Tra le due, la corrente dominante è la prima ed in questo modo si spiega il perché gli animali siano evocati, rappresentati e raccontati così spesso. Mettere a confronto l’uomo con l’animale, reso come creatura inferiore, se non addirittura strumento per mettere in risalto determinati concetti, induce a parlarne costantemente, tuttavia è la seconda corrente ad essere la più presente nei bestiari, benché più discreta della precedente.
Non si tratta comunque di un’idea originale del Medioevo: l’idea di una continuità degli esseri viventi era già presente in Aristotele e viene ripresa anche da San Paolo nella Lettera ai romani (8.21), nella quale afferma che gli animali sono figli di Dio e che Cristo è venuto sulla terra per salvare anche loro, insieme agli uomini.
In particolare questo passaggio ha calamitato l’attenzione dei teologi medievali, i quali si chiedevano quale potesse essere il senso di tali parole. Le domande che ha originato questo passo sono innumerevoli, e riguardano diversi ambiti, innanzitutto: tutti gli animali sono davvero figli di Dio? Davvero Cristo è venuto a salvare tutte le creature?
Secondo alcuni il fatto che Gesù sia nato in una stalla è indicatore del fatto che la Salvezza è una questione che riguarda anche gli animali, ma queste affermazioni aprono le porte ad altre domande: gli animali resuscitano dopo la morte? Vanno in cielo con gli uomini oppure hanno un posto specificatamente loro riservato? Altri autori si concentrano di più sulla loro vita terrena: possono lavorare la domenica? Devono essere soggetti a giorni di digiuno? Devono essere trattati come esseri moralmente responsabili?
Domande come queste – che nel XII e XIII secolo divennero oggetto di dibattito perfino nelle università –, ma più in generale le domande che gli uomini del Medioevo si ponevano sugli animali, ci fanno capire quanto il cristianesimo ne abbia favorito la diffusione: se l’immagine dell’animale era trascurata, se non addirittura disprezzata, nell’antichità biblica e in quella greco-romana, questa viene portata alla ribalta dal Medioevo cristiano e proprio i bestiari ne sono la testimonianza libraria più significativa, nonché la più prolissa.

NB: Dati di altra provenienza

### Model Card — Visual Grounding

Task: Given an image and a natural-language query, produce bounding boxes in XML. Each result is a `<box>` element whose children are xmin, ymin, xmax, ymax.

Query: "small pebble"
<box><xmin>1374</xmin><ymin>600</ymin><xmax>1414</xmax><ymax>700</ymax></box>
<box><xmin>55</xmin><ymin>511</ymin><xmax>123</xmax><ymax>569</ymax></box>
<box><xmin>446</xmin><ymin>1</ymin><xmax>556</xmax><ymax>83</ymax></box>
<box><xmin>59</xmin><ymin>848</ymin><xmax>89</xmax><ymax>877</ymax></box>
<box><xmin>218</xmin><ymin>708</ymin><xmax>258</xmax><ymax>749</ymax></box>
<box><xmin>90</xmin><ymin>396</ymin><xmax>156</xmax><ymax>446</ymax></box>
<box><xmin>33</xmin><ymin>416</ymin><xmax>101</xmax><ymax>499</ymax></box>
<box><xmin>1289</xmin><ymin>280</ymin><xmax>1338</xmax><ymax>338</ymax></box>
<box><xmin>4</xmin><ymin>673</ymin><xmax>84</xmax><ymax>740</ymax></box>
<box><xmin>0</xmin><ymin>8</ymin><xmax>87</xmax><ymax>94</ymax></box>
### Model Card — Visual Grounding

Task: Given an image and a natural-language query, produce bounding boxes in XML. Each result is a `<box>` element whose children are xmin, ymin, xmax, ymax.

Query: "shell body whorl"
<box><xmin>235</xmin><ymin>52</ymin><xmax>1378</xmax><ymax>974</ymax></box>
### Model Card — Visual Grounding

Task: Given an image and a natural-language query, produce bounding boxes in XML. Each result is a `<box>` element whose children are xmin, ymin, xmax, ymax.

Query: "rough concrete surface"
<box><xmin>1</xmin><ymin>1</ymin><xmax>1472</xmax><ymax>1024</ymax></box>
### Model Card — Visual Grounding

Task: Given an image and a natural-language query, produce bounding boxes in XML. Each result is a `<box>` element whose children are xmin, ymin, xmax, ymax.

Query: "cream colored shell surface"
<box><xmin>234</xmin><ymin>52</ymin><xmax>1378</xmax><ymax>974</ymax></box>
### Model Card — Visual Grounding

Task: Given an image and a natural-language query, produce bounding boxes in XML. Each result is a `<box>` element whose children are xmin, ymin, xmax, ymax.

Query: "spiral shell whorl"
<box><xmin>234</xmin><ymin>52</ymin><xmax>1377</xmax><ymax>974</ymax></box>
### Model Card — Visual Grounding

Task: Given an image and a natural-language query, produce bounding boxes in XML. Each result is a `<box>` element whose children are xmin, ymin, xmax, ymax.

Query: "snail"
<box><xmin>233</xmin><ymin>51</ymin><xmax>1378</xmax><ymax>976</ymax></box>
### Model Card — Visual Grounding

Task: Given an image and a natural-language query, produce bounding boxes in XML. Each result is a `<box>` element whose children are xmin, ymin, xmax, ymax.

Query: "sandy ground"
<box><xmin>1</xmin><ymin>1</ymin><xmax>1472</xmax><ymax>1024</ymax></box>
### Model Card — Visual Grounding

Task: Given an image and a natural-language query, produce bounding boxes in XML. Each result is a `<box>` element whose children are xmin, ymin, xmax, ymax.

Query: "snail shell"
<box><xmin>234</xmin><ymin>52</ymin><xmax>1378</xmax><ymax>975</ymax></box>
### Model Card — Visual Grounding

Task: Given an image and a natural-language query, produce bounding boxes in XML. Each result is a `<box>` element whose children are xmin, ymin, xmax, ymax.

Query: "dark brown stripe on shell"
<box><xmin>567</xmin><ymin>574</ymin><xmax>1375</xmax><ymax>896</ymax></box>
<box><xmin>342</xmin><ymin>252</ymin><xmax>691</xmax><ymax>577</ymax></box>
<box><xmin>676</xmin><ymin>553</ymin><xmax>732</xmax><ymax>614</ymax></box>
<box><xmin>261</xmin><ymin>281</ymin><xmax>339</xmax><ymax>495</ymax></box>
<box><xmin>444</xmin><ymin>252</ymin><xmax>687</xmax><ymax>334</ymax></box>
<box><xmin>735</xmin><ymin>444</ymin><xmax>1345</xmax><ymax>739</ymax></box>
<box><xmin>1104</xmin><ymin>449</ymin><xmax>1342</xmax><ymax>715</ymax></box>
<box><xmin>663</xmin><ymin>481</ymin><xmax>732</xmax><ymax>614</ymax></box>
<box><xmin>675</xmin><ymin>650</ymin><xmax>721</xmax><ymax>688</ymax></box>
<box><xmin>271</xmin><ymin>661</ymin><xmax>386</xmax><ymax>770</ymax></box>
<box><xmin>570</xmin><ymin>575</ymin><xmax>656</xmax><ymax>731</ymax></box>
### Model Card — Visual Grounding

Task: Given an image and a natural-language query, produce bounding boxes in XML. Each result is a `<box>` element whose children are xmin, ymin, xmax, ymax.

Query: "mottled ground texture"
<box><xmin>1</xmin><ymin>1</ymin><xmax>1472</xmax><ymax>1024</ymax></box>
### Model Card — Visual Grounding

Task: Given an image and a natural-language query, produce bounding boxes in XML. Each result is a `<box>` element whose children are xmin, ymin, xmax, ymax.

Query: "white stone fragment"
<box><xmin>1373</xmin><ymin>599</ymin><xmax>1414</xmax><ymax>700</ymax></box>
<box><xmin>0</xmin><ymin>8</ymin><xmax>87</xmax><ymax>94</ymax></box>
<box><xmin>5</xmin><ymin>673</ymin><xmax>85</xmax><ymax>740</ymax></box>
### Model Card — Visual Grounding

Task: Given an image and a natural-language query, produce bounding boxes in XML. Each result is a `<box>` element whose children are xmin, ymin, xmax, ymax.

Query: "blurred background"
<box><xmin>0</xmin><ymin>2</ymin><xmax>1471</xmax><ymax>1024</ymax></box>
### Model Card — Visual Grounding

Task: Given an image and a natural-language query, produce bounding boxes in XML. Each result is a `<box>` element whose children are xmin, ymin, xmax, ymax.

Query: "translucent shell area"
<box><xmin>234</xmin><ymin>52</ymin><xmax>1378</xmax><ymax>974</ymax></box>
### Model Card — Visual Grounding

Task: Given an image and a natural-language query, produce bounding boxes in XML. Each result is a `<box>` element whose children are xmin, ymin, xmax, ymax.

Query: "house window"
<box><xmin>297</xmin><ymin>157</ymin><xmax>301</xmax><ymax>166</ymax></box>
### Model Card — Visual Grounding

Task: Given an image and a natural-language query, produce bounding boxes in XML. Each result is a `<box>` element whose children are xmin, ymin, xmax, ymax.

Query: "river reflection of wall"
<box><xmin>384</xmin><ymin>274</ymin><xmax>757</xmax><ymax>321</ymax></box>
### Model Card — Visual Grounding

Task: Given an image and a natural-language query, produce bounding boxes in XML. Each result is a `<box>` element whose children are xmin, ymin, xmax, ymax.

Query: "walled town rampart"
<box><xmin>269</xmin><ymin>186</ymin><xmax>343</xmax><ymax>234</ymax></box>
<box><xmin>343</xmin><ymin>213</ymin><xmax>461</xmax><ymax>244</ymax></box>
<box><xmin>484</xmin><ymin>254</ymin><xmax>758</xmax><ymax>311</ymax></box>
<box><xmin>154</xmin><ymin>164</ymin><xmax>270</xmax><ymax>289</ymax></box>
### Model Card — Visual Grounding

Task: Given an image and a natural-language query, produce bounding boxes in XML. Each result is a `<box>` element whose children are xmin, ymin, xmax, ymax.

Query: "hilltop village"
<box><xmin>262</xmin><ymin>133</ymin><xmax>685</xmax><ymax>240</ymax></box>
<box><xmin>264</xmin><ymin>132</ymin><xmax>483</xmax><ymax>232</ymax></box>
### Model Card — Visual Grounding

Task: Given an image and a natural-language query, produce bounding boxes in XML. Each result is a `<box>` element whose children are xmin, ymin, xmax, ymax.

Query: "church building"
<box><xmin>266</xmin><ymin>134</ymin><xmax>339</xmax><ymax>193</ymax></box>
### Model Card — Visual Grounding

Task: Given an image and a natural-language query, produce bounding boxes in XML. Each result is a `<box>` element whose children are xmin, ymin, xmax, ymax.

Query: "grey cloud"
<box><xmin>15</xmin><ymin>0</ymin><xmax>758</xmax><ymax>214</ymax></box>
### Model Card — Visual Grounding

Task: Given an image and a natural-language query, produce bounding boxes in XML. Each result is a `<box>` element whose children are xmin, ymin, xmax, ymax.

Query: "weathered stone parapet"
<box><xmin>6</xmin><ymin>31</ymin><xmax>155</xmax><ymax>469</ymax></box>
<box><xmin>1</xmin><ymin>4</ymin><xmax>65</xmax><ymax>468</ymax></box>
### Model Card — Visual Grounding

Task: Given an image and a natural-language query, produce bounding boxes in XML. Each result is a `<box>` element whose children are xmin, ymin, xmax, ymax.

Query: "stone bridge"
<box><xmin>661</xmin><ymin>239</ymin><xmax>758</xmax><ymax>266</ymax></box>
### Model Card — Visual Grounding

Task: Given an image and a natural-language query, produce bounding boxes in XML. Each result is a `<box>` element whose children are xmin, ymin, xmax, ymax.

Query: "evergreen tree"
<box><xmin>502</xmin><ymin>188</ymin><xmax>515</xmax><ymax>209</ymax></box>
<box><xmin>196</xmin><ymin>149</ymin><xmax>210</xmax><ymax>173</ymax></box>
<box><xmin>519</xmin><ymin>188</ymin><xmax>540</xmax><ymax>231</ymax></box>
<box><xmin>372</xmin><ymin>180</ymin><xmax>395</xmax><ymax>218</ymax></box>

Dopo questa lunga premessa, che spero però possa essere utile a comprendere il modo che avevano gli uomini del Medioevo di rapportarsi con gli animali, passiamo ad analizzarne alcuni esempi celebri, partendo dalle tre fiere che Dante incontra nel primo canto della Commedìa, ovvero: la lonza, il leone e la lupa.
La prima delle fiere che incontra Dante ai piedi del colle ha spesso creato dei dubbi sull’identificazione precisa agli studiosi che hanno affrontato l’argomento, tra le ipotesi più gettonate vi sono: un leopardo – o un ghepardo –; o una lince. Il primo è un animale che Dante avrebbe potuto vedere dal vivo in cattività nel serraglio di Firenze, oppure leggerne alcuni resoconti all’interno di bestiari, cui avrebbe potuto aver avuto accesso; mentre il secondo era un animale piuttosto diffuso nelle foreste italiane del XIII secolo, quindi in questo caso anche un incontro fortuito durante un viaggio, non sembrerebbe essere un’eventualità così remota.
L’interpretazione ad oggi più calzante, a mio parere, della lonza dantesca è che essa rappresenti la vanagloria, piuttosto che la lussuria, esiste inoltre anche un’altra interpretazione, in questo caso etico-politica, che la vedrebbe come la rappresentazione animalesca di Firenze (2).
Ma quale immagine ci fornivano i bestiari dei due principali animali indiziati ad essere la lonza dantesca?
L’immagine del leopardo nei bestiari medievali è tutt’altro che edificante, viene descritto come frutto dell’unione tra il pardo, il maschio della pantera – che è invece, nel genere femminile, un animale ammirevole, mansueto e, pur essendo una belva, è una figura cristologica –, e una leonessa, animale perennemente in calore altrettanto lussuriosa della lupa; visti i genitori, non può che trattarsi di un animale pericoloso e nefasto. Come il padre è un animale crudele e sanguinario, astuto e infedele, dotato di un mantello variopinto.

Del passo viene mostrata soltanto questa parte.